近年、IPネットワーク上で音声コミュニケーションを行うIP電話が企業や家庭に普及し始めている。整備が進みつつある次世代ネットワーク(NGN)では、ネットワークをすべてIP化し、固定通信・移動体通信に関わらず、IP電話・IPTV・映像コミュニケーションなどのIPベースのシームレスなコミュニケーションサービスの実現を目指しており、IP電話をはじめ、映像コミュニケーションなどを取り込んだリアルタイムコミュニケーションサービスのさらなる普及が見込まれている。同時に、企業のコミュニケーションの高度化が進み、PCで利用するIP電話(ソフトフォン)やWeb会議、所在情報(プレゼンス)、インスタントメッセンジャー、オフィス文書共有を連動させた音声コミュニケーションの普及が加速され、VoIPの利用シーンが高度化すると見込まれている。
このようにVoIPの利用シーンが拡大するにつれ、以下のような技術が望まれてきている。
(a)VoIP専用のネットワークではなく、他の通信データによってパケットロスが多発するネットワーク環境で使用しても、IPパケットのロスによる音切れなどの音質劣化が生じない通信処理技術。
(b)相手の声色まで伝送し、長時間通話でも疲れにくい音声品質を実現する広帯域コーデック技術。 (c)PCで稼動するソフトウェア負荷の影響による、VoIPの音切れや無音を軽減する通信処理技術。 (d)スピーカーの音の漏れ込み(エコー)や周囲の雑音(環境ノイズ)を除去し、クリアな音質を実現する音響処理技術。

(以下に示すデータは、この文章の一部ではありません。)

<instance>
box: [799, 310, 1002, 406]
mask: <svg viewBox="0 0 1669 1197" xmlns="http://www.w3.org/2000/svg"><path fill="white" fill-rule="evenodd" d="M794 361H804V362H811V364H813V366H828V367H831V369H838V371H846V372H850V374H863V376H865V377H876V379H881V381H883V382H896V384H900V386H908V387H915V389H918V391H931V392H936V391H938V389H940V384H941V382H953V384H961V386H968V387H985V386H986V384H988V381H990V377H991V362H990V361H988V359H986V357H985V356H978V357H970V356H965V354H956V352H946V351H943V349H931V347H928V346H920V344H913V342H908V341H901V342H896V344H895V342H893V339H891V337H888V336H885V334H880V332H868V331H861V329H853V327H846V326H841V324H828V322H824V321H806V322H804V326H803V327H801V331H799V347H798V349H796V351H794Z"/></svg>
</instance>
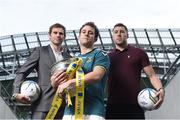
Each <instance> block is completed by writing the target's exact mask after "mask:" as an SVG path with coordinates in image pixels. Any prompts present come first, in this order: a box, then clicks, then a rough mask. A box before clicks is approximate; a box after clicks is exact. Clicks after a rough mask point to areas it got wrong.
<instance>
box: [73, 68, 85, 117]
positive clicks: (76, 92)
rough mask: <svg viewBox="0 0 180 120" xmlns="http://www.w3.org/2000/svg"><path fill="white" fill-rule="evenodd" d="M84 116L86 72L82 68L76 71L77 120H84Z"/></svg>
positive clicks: (76, 108) (76, 103) (75, 105)
mask: <svg viewBox="0 0 180 120" xmlns="http://www.w3.org/2000/svg"><path fill="white" fill-rule="evenodd" d="M83 114H84V72H83V70H82V68H79V69H78V70H77V71H76V101H75V119H76V120H82V119H84V118H83Z"/></svg>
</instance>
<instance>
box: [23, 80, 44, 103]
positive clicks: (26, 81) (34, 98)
mask: <svg viewBox="0 0 180 120" xmlns="http://www.w3.org/2000/svg"><path fill="white" fill-rule="evenodd" d="M40 92H41V89H40V87H39V85H38V84H37V83H36V82H34V81H31V80H27V81H25V82H23V83H22V85H21V89H20V93H21V94H24V95H26V96H28V97H30V100H31V102H34V101H36V100H37V99H38V97H39V95H40Z"/></svg>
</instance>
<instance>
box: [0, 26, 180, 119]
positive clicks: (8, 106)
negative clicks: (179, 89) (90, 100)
mask: <svg viewBox="0 0 180 120" xmlns="http://www.w3.org/2000/svg"><path fill="white" fill-rule="evenodd" d="M111 32H112V30H111V29H100V35H99V38H98V41H97V42H96V43H95V47H96V48H100V49H103V50H105V51H109V50H111V49H113V48H114V43H113V41H112V33H111ZM78 35H79V33H78V30H68V31H67V35H66V40H65V41H64V43H63V45H64V46H66V47H67V48H68V49H69V50H70V52H72V53H73V54H75V55H76V54H79V42H78V37H77V36H78ZM128 43H129V44H131V45H133V46H136V47H139V48H142V49H144V50H145V51H146V53H147V54H148V56H149V58H150V62H151V63H152V65H153V68H154V69H155V71H156V73H157V75H158V77H159V78H160V79H161V80H162V82H163V85H164V87H166V86H168V84H169V83H170V82H171V81H172V80H173V78H174V77H175V76H176V75H177V73H178V72H179V68H180V64H179V63H180V29H129V39H128ZM47 44H49V40H48V33H47V32H34V33H24V34H15V35H8V36H1V37H0V97H1V98H2V100H3V101H5V103H6V105H7V106H8V107H9V108H10V109H11V111H13V113H15V115H16V116H17V118H18V119H19V118H28V117H29V116H30V115H31V112H30V111H29V106H25V105H22V104H16V103H13V101H11V100H10V96H11V95H12V83H13V80H14V78H15V74H16V71H17V70H18V68H20V67H21V65H22V64H23V63H24V62H25V61H26V59H27V58H28V57H29V55H30V54H31V52H32V50H33V48H34V47H38V46H45V45H47ZM36 77H37V74H36V71H33V72H32V73H31V74H30V75H29V76H28V79H34V80H35V79H36ZM176 81H177V80H176ZM141 84H142V88H144V87H147V86H151V85H150V83H148V82H147V78H146V75H145V74H142V82H141ZM168 90H169V89H168ZM179 96H180V95H179ZM105 100H106V99H105ZM0 104H4V103H2V102H1V103H0ZM22 111H23V112H22ZM179 111H180V110H179ZM178 114H180V113H178ZM0 115H2V114H0ZM148 115H149V114H148ZM149 116H151V115H149ZM2 118H4V117H2V116H0V119H2ZM149 118H150V117H149Z"/></svg>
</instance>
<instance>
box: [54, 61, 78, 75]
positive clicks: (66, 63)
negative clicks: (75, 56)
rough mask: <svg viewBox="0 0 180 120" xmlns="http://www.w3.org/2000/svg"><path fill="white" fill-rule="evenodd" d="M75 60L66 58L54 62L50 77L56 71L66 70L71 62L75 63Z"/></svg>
mask: <svg viewBox="0 0 180 120" xmlns="http://www.w3.org/2000/svg"><path fill="white" fill-rule="evenodd" d="M77 60H78V58H68V59H63V60H60V61H58V62H56V63H55V64H53V65H52V67H51V75H53V74H54V73H55V72H56V71H58V70H66V69H67V68H68V66H69V65H70V64H71V63H72V62H74V61H77Z"/></svg>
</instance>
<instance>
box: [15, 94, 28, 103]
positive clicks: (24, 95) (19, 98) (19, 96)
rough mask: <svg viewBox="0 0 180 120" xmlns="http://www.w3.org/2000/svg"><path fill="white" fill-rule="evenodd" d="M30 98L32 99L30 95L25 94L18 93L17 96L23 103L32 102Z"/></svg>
mask: <svg viewBox="0 0 180 120" xmlns="http://www.w3.org/2000/svg"><path fill="white" fill-rule="evenodd" d="M30 100H31V99H30V98H29V97H28V96H26V95H23V94H17V96H16V101H17V102H20V103H23V104H30V103H31V101H30Z"/></svg>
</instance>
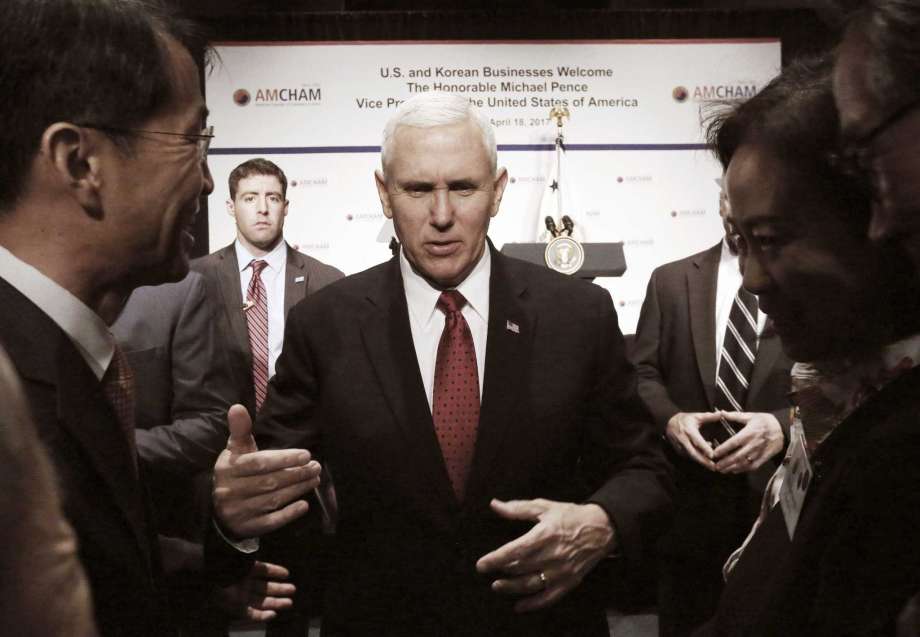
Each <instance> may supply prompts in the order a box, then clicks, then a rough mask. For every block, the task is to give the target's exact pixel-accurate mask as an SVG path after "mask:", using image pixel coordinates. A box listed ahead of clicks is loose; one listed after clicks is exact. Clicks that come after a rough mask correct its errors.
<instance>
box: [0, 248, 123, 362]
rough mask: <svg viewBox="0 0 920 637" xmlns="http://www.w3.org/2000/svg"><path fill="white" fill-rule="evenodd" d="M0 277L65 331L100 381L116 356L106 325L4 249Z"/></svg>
mask: <svg viewBox="0 0 920 637" xmlns="http://www.w3.org/2000/svg"><path fill="white" fill-rule="evenodd" d="M0 274H2V276H3V278H4V279H6V282H7V283H9V284H10V285H12V286H13V287H14V288H16V289H17V290H19V292H21V293H22V295H23V296H25V297H26V298H27V299H29V300H30V301H32V302H33V303H34V304H35V305H37V306H38V309H40V310H41V311H42V312H44V313H45V314H47V315H48V317H49V318H51V320H52V321H54V322H55V323H56V324H57V326H58V327H60V328H61V329H62V330H64V333H65V334H67V336H68V337H70V340H71V341H73V344H74V345H75V346H76V348H77V351H78V352H80V355H81V356H82V357H83V360H85V361H86V364H87V365H89V367H90V369H92V370H93V374H95V375H96V378H98V379H99V380H102V376H103V375H104V374H105V370H106V369H108V367H109V363H110V362H111V361H112V356H113V355H114V353H115V337H114V336H112V333H111V332H110V331H109V328H108V326H107V325H106V324H105V321H103V320H102V319H101V318H100V317H99V315H98V314H96V313H95V312H94V311H93V310H91V309H90V308H89V307H87V306H86V305H85V304H84V303H83V302H82V301H81V300H80V299H78V298H77V297H75V296H74V295H73V294H71V293H70V292H68V291H67V290H65V289H64V288H62V287H61V286H60V285H58V284H57V283H55V282H54V281H52V280H51V279H49V278H48V277H47V276H45V275H44V274H42V273H41V272H39V271H38V270H37V269H36V268H34V267H33V266H31V265H29V264H28V263H26V262H25V261H22V260H20V259H18V258H17V257H16V256H14V255H13V254H12V253H11V252H10V251H9V250H7V249H6V248H4V247H3V246H0Z"/></svg>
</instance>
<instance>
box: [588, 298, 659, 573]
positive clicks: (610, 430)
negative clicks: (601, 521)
mask: <svg viewBox="0 0 920 637" xmlns="http://www.w3.org/2000/svg"><path fill="white" fill-rule="evenodd" d="M596 328H597V341H598V346H597V348H596V358H595V373H594V374H593V378H594V379H595V384H594V386H593V387H592V389H591V397H590V400H589V411H588V413H587V433H588V435H587V437H586V448H585V451H584V452H583V455H582V458H583V462H584V465H585V468H586V469H587V471H588V475H589V476H590V475H592V474H593V475H595V476H599V477H601V480H600V481H599V482H600V483H601V484H602V485H603V486H601V488H600V489H598V490H597V491H596V492H595V493H594V495H593V496H592V497H591V498H590V501H591V502H594V503H596V504H599V505H600V506H601V507H603V509H604V510H605V511H606V512H607V515H608V516H609V517H610V519H611V521H612V522H613V525H614V527H615V529H616V533H617V537H618V546H619V547H620V549H621V550H622V552H623V555H624V557H625V558H626V561H627V565H628V566H629V567H631V568H638V567H639V565H640V564H641V561H642V556H643V555H646V554H648V552H649V549H650V548H651V546H652V545H653V544H654V542H655V540H656V539H657V537H658V535H660V533H661V532H663V531H664V527H665V525H666V524H667V523H668V522H669V519H670V507H671V498H672V495H673V482H672V477H671V469H670V465H669V464H668V462H667V461H666V460H665V457H664V454H663V450H662V441H661V437H660V436H659V435H657V433H656V431H655V429H654V427H653V425H651V423H650V422H649V419H648V414H647V413H646V410H645V409H644V407H643V405H642V402H641V400H640V399H639V397H638V394H637V393H636V374H635V369H634V368H633V366H632V364H631V363H630V362H629V361H628V360H627V358H626V356H625V352H624V343H623V335H622V334H621V333H620V329H619V327H618V325H617V317H616V312H615V310H614V309H613V303H612V300H611V298H610V296H609V295H608V294H606V293H605V294H604V295H603V301H602V303H601V306H600V309H599V312H598V317H597V323H596Z"/></svg>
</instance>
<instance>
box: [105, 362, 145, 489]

従来からVoIPの音質向上のため、通信処理(パケットロス、ジッタ処理)、音響処理(エコーキャンセラ、ノイズサプレッサ)、互換性のない特殊な専用音声コーデックなど、各種の要素技術が開発され、個々に音質向上を図ってきた。しかし、各種の要素技術を統合した総合的な音質向上対策がなされておらず、パケットロスが多い環境などでは十分な効果が上がっていなかった。
このたびの開発は、これらの要素技術をVoIPミドルウェアとして統合し、通信処理、国際標準コーデックと音響処理によって通話品質を改善できることを検証したもので、次世代ネットワーク(NGN)を活用したさまざまな高品位サービスを実現するための基盤技術である。これにより、世界最高品質のIPベースの音声コミュニケーションを実現できるという。
この技術では、インターネット上のストリーミングプロトコルとして一般的なUDPを用いた音声コミュニケーションの高品質化を実現した。NECは今後、ファイヤーウォールなどの影響でUDPが利用できない環境でも高品質な音声コミュニケーションを可能とするため、同社中央研究所で開発した「TCPを用いたストリーミング品質向上技術」を利用して、VoIPミドルウェアの開発を進めていく予定である。